[WikiEN-l] Radical redefinition of OR
Ray Saintonge
saintonge at telus.net
Sun Mar 25 07:07:29 UTC 2007
Delirium wrote:
>Conrad Dunkerson wrote:
>
>
>>Indeed, that text still appears in our 'No original research' policy.
>>However, efforts to stamp out use of 'primary sources' to spread
>>information that no other national (or international) 'news' / 'reporting'
>>entity has deemed worthy of commenting on have led to a wide-spread view
>>that 'primary sources' in general are bad. They aren't. Once something has
>>been verified as notable we should often take primary sources OVER
>>secondary ones.
>>
>>
>I strongly disagree with that, and think this comes out of an
>unfortunately widespread view that non-scientific research isn't
>"really" research. Gathering, interpreting, cross-referencing, and
>checking the validity of the primary sources on an individual like, say,
>Thomas Jefferson, in order to write a biography about him, is original
>historical research, and best left to reputable historians. At
>Wikipedia, we should prefer secondary sources on his life---published
>biographies of Thomas Jefferson written by reputable historians. If you
>discover some new primary sources relating to his life that have not
>been mentioned in the existing secondary sources, that constitutes
>original historical research, and you should publish it in a history
>journal or book, or at the very least convince someone to write a
>newspaper article about it, before it should go into Wikipedia.
>
>The same actually goes for too-close-to-primary secondary sources. We
>should not write our article on World War II by referring to
>contemporary newspaper reports, which were often wrong and require
>expertise to properly use, but instead should write it by referring to
>existing, published histories of World War II written by reputable
>historians.
>
I don't have the same faith in "reputable historians". Being reputable
is often nothing more than a mastery of the party line. Historians
certainly differ on whether dropping the bomb on Hiroshima was a
necessity or a war crime. Of course all agree that it was in fact
dropped. For me NPOV is a far more important principle than NOR.
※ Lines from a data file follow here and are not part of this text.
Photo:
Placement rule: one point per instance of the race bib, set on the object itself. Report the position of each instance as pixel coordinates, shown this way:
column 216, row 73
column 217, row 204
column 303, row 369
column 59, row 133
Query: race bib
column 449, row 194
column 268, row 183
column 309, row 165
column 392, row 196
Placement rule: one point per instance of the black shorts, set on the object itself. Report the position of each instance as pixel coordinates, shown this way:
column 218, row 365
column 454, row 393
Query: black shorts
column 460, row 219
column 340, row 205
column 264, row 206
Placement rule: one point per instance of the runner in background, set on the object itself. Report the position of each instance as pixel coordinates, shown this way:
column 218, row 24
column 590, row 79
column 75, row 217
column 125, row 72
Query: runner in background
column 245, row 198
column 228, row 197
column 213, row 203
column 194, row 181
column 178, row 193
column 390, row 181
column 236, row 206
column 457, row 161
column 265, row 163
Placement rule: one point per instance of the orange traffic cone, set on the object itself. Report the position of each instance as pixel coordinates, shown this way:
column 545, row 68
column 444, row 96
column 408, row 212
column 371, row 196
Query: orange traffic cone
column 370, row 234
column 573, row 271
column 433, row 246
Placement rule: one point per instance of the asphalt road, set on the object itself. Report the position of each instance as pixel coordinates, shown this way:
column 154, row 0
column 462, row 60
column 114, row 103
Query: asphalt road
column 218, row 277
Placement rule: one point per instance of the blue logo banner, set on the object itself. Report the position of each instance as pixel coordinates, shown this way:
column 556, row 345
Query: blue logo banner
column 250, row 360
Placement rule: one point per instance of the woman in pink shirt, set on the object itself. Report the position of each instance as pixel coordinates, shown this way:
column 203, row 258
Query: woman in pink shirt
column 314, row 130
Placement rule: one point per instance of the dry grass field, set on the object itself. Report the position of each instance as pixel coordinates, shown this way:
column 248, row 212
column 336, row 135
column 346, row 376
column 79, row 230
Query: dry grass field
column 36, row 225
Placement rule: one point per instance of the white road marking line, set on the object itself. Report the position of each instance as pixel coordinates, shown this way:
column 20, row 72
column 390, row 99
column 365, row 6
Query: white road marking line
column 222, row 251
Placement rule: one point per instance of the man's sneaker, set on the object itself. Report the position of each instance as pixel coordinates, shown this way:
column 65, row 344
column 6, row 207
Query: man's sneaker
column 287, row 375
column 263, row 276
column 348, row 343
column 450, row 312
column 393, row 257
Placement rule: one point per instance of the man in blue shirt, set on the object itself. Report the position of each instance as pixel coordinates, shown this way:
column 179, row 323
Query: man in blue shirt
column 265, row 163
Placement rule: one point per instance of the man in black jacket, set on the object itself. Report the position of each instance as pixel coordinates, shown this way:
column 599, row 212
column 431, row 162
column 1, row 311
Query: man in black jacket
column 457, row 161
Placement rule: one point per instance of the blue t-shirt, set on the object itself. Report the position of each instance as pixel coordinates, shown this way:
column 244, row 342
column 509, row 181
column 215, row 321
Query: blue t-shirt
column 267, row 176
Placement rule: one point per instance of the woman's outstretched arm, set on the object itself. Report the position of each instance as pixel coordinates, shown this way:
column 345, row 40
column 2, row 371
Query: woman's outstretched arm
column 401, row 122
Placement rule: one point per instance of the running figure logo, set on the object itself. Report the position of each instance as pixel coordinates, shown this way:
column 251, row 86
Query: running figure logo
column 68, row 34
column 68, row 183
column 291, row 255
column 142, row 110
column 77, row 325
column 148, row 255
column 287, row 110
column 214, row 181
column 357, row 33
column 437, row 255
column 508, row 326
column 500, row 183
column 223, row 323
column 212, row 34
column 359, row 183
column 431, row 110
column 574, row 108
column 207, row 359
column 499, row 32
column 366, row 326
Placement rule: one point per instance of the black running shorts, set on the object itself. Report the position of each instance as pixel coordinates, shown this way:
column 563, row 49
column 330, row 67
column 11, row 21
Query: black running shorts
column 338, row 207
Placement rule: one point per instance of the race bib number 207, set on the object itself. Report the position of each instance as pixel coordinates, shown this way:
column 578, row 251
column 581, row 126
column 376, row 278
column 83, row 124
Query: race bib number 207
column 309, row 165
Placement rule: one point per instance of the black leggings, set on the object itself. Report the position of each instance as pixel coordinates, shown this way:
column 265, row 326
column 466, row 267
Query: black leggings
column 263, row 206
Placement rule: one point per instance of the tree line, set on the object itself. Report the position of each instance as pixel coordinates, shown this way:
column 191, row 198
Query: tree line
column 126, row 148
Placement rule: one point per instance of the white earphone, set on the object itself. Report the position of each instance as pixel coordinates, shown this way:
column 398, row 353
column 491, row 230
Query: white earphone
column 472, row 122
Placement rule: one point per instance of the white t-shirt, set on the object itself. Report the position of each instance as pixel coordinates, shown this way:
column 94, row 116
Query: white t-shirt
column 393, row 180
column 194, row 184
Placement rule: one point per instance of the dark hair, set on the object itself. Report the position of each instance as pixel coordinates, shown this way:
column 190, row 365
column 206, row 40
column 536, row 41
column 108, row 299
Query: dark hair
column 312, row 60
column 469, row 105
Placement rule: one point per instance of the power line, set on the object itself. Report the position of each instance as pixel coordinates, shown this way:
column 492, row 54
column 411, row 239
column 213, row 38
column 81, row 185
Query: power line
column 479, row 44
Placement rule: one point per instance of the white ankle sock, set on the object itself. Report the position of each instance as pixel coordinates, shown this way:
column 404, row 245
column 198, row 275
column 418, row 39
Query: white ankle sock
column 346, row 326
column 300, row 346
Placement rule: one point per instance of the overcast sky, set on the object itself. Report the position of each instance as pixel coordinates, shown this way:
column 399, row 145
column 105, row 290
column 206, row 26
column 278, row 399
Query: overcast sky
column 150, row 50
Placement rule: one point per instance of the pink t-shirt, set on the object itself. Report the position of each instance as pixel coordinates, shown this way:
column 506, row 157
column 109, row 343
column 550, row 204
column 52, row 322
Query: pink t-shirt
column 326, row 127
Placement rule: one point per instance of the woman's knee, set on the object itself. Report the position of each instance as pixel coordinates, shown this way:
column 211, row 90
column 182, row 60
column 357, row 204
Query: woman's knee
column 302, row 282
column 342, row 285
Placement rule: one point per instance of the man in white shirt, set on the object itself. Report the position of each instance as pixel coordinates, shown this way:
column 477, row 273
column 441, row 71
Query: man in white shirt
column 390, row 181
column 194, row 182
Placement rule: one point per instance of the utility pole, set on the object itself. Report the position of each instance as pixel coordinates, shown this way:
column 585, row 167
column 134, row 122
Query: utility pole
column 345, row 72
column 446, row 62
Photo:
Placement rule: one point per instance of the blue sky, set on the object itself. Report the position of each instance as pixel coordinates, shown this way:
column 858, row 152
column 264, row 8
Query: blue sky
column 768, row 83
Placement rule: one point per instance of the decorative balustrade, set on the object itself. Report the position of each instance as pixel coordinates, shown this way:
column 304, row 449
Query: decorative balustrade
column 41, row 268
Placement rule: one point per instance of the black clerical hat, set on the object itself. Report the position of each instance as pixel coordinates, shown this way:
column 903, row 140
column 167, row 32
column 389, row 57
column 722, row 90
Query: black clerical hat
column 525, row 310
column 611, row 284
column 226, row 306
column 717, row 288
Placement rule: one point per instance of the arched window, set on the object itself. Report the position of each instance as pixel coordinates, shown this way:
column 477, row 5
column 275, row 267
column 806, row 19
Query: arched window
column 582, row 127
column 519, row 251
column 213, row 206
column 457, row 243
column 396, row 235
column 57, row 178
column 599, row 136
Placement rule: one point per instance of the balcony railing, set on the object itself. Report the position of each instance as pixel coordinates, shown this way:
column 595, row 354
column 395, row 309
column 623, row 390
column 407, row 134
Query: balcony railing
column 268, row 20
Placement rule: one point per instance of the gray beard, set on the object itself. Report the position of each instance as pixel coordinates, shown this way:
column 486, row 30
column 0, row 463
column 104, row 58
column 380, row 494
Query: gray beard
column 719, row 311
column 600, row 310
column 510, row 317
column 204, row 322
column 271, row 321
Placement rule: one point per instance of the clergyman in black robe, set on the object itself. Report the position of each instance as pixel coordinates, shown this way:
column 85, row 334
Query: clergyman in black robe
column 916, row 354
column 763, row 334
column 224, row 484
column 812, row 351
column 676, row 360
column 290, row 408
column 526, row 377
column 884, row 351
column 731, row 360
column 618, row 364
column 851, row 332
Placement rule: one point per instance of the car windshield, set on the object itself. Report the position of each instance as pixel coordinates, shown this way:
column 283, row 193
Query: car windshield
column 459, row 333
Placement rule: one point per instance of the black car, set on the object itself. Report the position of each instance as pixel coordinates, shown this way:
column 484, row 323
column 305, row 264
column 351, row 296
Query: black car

Omitting something just because it has never been considered by
"reputable" historians strikes me as unconscionable, and intellectually
dishonest. If a new primary source contradicts the "reputable"
historians it should be mentioned in the interests of NPOV; otherwise
NOR is nothing more than an excuse for suppressing distasteful
information.. In the case of Jefferson, are we to avoid quoting the
Federalist Papers just because they are a primary source?
We want readers to think for themselves. We want them to consider
alternative views. We don't want them to just cut and paste into their
school essays. We want them to question the political correctness of
"reputable" historians. We want them to be aware of how distortions can
so easily arise en route from the primary to the secondary source.